All three of them had brain injuries and there really would be no other explanation because you know what we’re teaching students is you know when you’re working with adults you have to determine whether they had it as a child because they didn’t have it as a child they’re not going to have it as an adult. Well that’s that’s true for the genetic part of the condition but it’s not true for the brain injury part of it of ADHD. Well so it’s mostly trauma encephalitis I mean the the original use of the medication the Benzedrine or as we know now the amphetamine class was by Bradley when he was treating kids who had wild behaviour following encephalitis an infection of their brain. So he started treating them with the with a dexedrine and the kids called them their
math pills.
That was you know 1935 1937 Charles Bradley. So this these medications that we’ve been using you know Benzedrine from the 30s and the methylphenidate from the 60s they’ve been around around for a long time and they generally have the the advantage of treating inattention. It’s a it’s a nonspecific kind of a treatment so you can’t for example you can’t take someone where you think they might have ADHD treat them with methylphenidate or dextroamphetamine they get better and say ergo oh they’ve got ADHD they got better. Everybody gets better with with the stimulant medication.

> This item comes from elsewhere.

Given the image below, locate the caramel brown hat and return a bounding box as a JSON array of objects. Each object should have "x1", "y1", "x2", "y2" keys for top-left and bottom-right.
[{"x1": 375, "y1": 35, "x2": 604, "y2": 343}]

okay well because I answered this one for parents and families all the time. I said do you ever go to Starbucks? Yup I go to Starbucks all the time. Do you ever go in there what are the people doing in Starbucks? Well they’re sitting there they’re reading newspapers or they’re playing on their computer or they’re talking to their friends. Well you know what they’re drinking? You’re drinking a stimulant medication we call it coffee it’s full of caffeine which is a stimulant and it it stimulates a part of the brain that’s inhibitory I think is the way I explain it to people. So if you don’t become a wildly hyperactive on caffeine in reasonable doses if you get the wrong dose you can become wildly out of control but the reasonable dose people help them focus, get on with their work be more productive which is why employers like people going on coffee breaks because they come back more focused on on their their tasks.